The journalist highlighted persistent systemic challenges obscured by macroeconomic metrics. While current growth hovers around 3.4%, Abati stressed Nigeria remains tethered to oil revenues, with non-oil sectors underperforming due to low productivity. “Double-digit growth is needed to meaningfully improve living standards,” he said, referencing past economic peaks. “Stabilization without innovation risks stagnation.”

His critique echoes widespread public frustration over soaring inflation and currency instability, which have eroded purchasing power despite government assurances of progress. Abati contrasted official rhetoric with grassroots realities: “The ordinary citizen feels daily hardships—a disconnect no statistic can bridge.”

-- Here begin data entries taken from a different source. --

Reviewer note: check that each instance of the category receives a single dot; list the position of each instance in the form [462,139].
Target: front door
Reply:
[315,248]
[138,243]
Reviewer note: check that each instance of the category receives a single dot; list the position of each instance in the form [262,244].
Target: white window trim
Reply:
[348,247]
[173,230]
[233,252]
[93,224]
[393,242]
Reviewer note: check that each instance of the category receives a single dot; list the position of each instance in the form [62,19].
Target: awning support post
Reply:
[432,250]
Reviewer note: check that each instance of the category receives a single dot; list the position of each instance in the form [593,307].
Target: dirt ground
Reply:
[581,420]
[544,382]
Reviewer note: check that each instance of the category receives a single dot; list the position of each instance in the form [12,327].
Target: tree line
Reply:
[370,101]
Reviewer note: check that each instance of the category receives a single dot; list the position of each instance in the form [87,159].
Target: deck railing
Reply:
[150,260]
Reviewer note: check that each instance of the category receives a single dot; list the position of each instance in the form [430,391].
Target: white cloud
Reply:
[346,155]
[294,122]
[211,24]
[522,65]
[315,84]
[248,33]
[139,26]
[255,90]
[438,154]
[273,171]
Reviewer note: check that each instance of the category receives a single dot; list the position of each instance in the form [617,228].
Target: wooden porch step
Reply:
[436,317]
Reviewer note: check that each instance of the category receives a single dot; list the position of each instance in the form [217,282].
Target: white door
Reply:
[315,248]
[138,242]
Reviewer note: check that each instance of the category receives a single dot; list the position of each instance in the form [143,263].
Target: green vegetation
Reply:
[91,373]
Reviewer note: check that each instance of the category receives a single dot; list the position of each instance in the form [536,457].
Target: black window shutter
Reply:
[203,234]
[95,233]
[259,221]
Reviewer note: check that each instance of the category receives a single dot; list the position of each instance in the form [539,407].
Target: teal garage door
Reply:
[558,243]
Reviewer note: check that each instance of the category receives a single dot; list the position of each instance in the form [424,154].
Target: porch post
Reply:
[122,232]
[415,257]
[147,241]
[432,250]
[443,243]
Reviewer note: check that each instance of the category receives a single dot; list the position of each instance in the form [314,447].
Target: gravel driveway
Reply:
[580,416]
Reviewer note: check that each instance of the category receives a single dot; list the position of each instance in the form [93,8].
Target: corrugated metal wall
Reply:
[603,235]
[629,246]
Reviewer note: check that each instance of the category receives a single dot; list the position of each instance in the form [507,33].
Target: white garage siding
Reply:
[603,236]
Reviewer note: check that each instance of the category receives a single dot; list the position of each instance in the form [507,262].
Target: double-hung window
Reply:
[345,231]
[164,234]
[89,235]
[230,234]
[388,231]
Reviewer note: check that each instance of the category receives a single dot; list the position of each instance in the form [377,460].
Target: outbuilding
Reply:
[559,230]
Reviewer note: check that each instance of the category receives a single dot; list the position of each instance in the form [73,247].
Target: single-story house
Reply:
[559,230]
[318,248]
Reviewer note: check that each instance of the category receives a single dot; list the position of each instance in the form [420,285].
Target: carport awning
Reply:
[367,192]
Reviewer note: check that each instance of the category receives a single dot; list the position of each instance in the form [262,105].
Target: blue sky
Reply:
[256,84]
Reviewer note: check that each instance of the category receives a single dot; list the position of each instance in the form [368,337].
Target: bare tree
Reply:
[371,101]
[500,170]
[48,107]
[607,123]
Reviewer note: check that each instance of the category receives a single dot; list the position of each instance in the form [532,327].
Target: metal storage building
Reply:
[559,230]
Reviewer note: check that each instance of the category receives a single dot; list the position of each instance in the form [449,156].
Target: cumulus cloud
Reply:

Analysts note structural reforms under Tinubu, including unification of exchange rates and subsidy cuts, have drawn both praise for ambition and criticism for abrupt implementation. The IMF projects gradual recovery but warns of “daunting social challenges” requiring urgent safety net expansions—a caveat Okonjo-Iweala reiterated during her visit.

Abati’s intervention underscores tensions between policy optics and tangible outcomes in Nigeria’s reform narrative. While welcoming international validation of fiscal adjustments, he emphasized that sustainable progress requires domestic solutions to productivity bottlenecks and inequities—issues beyond the scope of diplomatic engagements. “Growth must translate to prosperity for market traders, farmers, and families,” he concluded. “Until then, declarations of success ring hollow.”